Por Fernando Calderón España.
Ningún cargo público ha estado reservado para alguien.
La opinión de los ciudadanos, esa que se produce con el comentario ligero y por simple reflejo de una tradición que parece ligada al ser humano, -la de rumorear sobre lo que se proyecta como público- es una herencia política de las prácticas que han utilizado los dueños de los partidos con carácter patronal, gamonal, caudillista y hasta mesiánico. Es la refeudalizacion del líder.

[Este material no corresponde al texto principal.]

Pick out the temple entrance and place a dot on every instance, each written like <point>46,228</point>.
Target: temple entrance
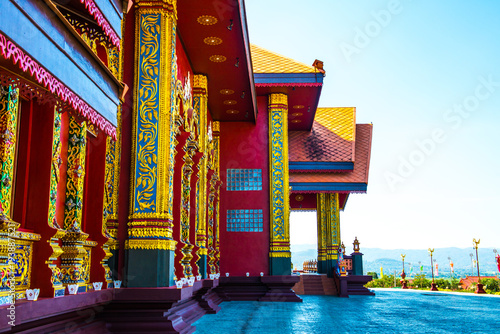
<point>303,239</point>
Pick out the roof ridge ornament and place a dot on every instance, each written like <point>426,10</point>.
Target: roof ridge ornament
<point>318,64</point>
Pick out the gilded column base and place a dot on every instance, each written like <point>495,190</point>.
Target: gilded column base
<point>150,263</point>
<point>280,263</point>
<point>202,262</point>
<point>187,256</point>
<point>211,261</point>
<point>57,251</point>
<point>107,247</point>
<point>72,260</point>
<point>331,260</point>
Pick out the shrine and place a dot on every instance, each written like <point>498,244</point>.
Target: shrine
<point>150,159</point>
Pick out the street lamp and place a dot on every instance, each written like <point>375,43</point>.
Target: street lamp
<point>403,275</point>
<point>433,285</point>
<point>479,288</point>
<point>471,263</point>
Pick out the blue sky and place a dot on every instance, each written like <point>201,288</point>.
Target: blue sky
<point>427,74</point>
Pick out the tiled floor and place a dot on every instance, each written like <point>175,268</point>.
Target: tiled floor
<point>386,312</point>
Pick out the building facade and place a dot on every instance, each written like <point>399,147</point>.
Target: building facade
<point>149,142</point>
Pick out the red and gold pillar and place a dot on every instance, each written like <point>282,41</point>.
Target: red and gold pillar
<point>150,246</point>
<point>279,256</point>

En ocasiones, personalidades fuertes, agresivas y hasta irrespetuosas de sus mismos seguidores han obtenido el favor popular solo por el hecho de mandar a callar a los demás, y hasta insultarlos, en una comunidad humana que se jacta de necesitar garrote para que la conduzcan.
Cuando una idea política y su personificación llegan a la instancia del poder que se persiguió, la opinión individual hecha rumor logra colectivizarse hasta el punto de formar un acto sicológico-impositivo, en torno de quién debería llegar a un cargo público, cuya designación solo le compete al presidente.
Esa opinión individual, así logre masificarse, no es opinión pública porque esta, para serlo, debe cumplir con el requisito de provenir de la racionalización de un colectivo que apoye o no a un régimen. Profundizar en eso se lo dejamos a Habermas.
En todos los gobiernos se espera que tal o cuál persona, -que se supone con nexos profundos con quien ostenta la autoridad para designar, o porque el cargo parece hecho para un allegado del presidente- debería ocupar un puesto que la opinión de los públicos supone de irreversible y segura colocación.
Ningún jefe de gobierno, elegido popularmente, está obligado a colmar los deseos del rumor, los cálculos periodísticos, o la echada de cartas que hace la opinión de públicos. Nominar a una persona diferente a esos deseos no es contrariar al “aspirante designado”, ni es un incumplimiento de algo que no se ha prometido.
El rumor no tiene fuerza de ley, ni obliga, ni puede presionar una designación que es del resorte exclusivo del conductor gubernamental. (Art. 189 de la C.P.C.)
Así mismo, un presidente no está obligado a mantener un gabinete ministerial por el tiempo que los medios, coadyuvantes del rumor, o los opinadores casuales lo deseen, solo porque suponen que para cumplir una misión no se puede cambiar a sus misioneros.
Un presidente cambia a sus ayudantes cuando le parezca necesario -según la Constitución- de acuerdo con el apuro político del momento. Quienes relataron el reciente cambio de ministros, -producido por el propio presidente- como un acto que se erigió “primerizo” en la historia de los reemplazos en la ayudantía administrativa nacional buscaron con su descripción un desatino del ejecutivo en donde no lo había. Y crearon en la mente del colectivo humano receptor la duda sobre si era o no correcto, políticamente.
Es una manera de manipulación desde los hechos ciertos: era verdad lo de “la primera vez en la historia”.
Contra esa comunicación que viene de la opinión de públicos y los medios es que hay qué estar alertas para que no logren la formación de una opinión sesgada, amañada y fraudulenta. Esto último, porque proviene de lo que llamo “fraudes informativos”. Formemos opinión desde la racionalidad sobre lo cierto, no desde la suposición o el deseo perverso.